Il 2016 di Mamacrowd in numeri:

Aprile - Dicembre
5+
277+
9
438+

Dicembre 2016: Negli ultimi giorni del governo Renzi viene approvata la Legge di Bilancio 2017 che prevede, tra le altre cose, l’aumento degli sgravi fiscali al 30% per chi investe in startup (contro i precedenti 19% e 20% rispettivamente per persona fisica e giuridica).

Dall’apertura della piattaforma, in totale sono state 277 le adesioni  per un totale di 438.070 € raccolti. Delle 6 campagne aperte, una si è chiusa in overfunding, due sono vicine al 90%, una al 70% e una, aperta da pochi giorni, ha superato il 25% della raccolta*.

Grazie alle nuove partnership siglate con l’incubatore certificato Friuli Innovazione e 012 Factory, diventano 34 i partner con cui SiamoSoci, gestore del portale, collabora per proporre il meglio dell’innovazione italiana alla community e ai nuovi investitori di Mamacrowd.
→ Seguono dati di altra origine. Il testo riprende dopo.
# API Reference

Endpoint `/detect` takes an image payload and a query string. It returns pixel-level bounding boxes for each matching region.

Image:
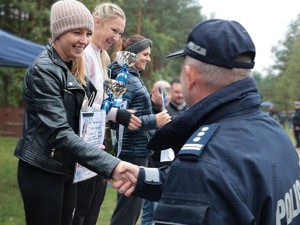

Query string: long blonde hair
[93,2,126,79]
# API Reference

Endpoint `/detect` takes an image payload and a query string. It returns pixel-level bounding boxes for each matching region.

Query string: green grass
[0,137,117,225]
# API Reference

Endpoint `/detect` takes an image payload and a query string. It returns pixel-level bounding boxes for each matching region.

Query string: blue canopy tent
[0,29,45,67]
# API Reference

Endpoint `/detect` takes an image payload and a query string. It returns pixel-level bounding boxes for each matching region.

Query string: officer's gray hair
[184,56,251,89]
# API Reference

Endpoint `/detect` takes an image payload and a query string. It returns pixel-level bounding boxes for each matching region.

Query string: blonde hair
[93,2,126,21]
[93,2,126,79]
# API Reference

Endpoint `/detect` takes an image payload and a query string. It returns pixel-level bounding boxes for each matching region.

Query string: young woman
[73,3,140,225]
[15,0,134,225]
[109,35,171,225]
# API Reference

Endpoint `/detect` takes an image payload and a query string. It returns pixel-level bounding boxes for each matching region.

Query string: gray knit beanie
[50,0,94,41]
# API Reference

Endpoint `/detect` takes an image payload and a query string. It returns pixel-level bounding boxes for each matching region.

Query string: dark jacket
[109,62,156,157]
[135,78,300,225]
[292,109,300,127]
[15,44,119,177]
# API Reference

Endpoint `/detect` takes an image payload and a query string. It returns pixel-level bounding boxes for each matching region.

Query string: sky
[199,0,300,74]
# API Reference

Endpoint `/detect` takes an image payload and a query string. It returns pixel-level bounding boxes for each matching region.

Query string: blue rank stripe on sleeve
[177,124,219,161]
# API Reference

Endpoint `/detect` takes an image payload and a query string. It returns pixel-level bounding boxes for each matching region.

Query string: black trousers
[18,160,76,225]
[73,175,107,225]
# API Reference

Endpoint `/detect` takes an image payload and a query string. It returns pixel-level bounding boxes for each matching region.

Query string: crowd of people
[15,0,300,225]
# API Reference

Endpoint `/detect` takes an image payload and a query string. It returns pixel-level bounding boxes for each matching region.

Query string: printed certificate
[73,110,106,183]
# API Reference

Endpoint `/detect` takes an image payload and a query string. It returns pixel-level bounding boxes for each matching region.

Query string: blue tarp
[0,29,45,67]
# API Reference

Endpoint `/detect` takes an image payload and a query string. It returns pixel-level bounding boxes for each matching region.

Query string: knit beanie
[50,0,94,41]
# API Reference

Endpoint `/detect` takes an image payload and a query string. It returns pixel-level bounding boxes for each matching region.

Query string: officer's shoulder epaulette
[177,124,219,161]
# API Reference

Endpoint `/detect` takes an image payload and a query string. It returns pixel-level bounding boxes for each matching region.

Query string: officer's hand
[155,110,171,128]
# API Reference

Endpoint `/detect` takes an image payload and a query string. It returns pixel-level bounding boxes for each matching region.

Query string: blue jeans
[141,200,157,225]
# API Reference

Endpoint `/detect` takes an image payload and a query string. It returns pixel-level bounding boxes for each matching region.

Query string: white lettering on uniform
[276,180,300,225]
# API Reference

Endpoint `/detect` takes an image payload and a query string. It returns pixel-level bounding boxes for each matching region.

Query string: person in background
[109,35,171,225]
[73,3,140,225]
[141,80,171,225]
[167,78,188,120]
[292,101,300,148]
[113,19,300,225]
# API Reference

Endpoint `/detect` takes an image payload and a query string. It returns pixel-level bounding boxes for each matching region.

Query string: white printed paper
[73,110,106,183]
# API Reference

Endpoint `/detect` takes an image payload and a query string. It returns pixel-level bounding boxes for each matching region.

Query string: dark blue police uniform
[134,78,300,225]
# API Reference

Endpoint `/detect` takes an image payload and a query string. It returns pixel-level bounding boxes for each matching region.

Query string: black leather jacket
[15,44,120,177]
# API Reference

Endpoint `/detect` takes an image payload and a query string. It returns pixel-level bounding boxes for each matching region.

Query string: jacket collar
[147,78,261,152]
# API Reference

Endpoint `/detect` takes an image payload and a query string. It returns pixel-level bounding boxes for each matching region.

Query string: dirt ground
[0,107,24,137]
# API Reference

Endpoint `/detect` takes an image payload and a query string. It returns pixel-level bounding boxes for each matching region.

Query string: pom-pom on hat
[166,19,255,69]
[50,0,94,41]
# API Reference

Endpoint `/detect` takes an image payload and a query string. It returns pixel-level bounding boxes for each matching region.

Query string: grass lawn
[0,137,116,225]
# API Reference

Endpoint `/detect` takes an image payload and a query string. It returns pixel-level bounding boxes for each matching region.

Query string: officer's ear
[184,64,199,90]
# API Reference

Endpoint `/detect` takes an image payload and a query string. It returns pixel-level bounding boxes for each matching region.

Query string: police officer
[113,19,300,225]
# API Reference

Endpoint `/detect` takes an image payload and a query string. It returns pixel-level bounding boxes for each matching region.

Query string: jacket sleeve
[133,166,170,201]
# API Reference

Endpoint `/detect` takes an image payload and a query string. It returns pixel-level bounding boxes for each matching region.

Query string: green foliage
[0,0,203,103]
[0,138,25,225]
[254,14,300,112]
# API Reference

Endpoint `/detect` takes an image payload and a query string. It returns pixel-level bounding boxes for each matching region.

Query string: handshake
[110,161,140,197]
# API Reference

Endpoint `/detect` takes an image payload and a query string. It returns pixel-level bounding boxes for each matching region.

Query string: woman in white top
[73,3,141,225]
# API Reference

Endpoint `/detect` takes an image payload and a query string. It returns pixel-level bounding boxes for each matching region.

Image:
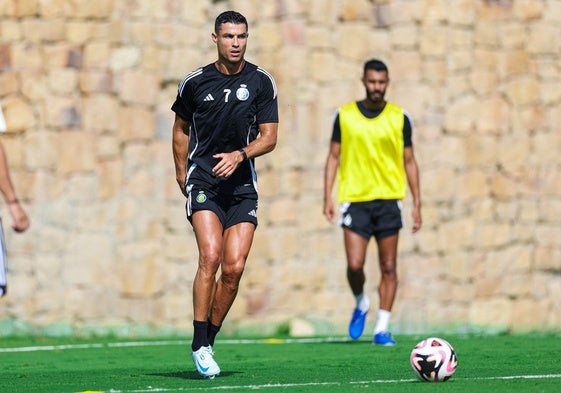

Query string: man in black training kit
[171,11,278,379]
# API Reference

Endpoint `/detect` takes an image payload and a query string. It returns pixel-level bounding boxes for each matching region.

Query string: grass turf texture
[0,335,561,393]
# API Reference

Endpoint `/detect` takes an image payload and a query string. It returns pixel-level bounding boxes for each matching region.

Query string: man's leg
[191,210,223,378]
[210,222,255,328]
[343,228,370,340]
[374,234,398,345]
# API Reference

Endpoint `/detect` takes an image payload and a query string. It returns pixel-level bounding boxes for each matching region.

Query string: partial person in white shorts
[0,108,29,297]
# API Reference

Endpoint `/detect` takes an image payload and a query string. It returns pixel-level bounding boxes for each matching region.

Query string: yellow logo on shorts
[195,191,206,203]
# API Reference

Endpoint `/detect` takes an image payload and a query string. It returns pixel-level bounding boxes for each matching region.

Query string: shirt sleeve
[171,75,195,122]
[0,107,8,132]
[403,112,413,147]
[256,68,279,124]
[331,110,341,143]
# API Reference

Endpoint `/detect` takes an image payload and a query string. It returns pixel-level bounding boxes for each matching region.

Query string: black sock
[191,321,209,352]
[207,321,220,345]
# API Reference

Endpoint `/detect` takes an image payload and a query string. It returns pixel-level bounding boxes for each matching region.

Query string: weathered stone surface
[0,0,561,335]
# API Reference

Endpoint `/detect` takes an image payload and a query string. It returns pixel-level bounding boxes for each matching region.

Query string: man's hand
[212,150,244,179]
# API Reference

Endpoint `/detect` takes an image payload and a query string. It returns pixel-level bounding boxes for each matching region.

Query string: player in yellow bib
[323,59,422,345]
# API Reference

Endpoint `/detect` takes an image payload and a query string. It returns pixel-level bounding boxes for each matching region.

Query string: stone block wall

Tra questi, acceleratori e incubatori che aiutano le imprese più promettenti a crescere e migliorare i propri business.

Ci aspettiamo un 2017 ancora più intenso e ricco di avvenimenti, in cui l'equity crowdfunding diventi uno strumento sempre più accessibile e utile per chi vuole investire in startup innovative. Da parte nostra, lavoriamo perché Mamacrowd si arricchisca di nuove offerte e funzionalità per i suoi investitori.

*Dati aggiornati al 28 dicembre 2016.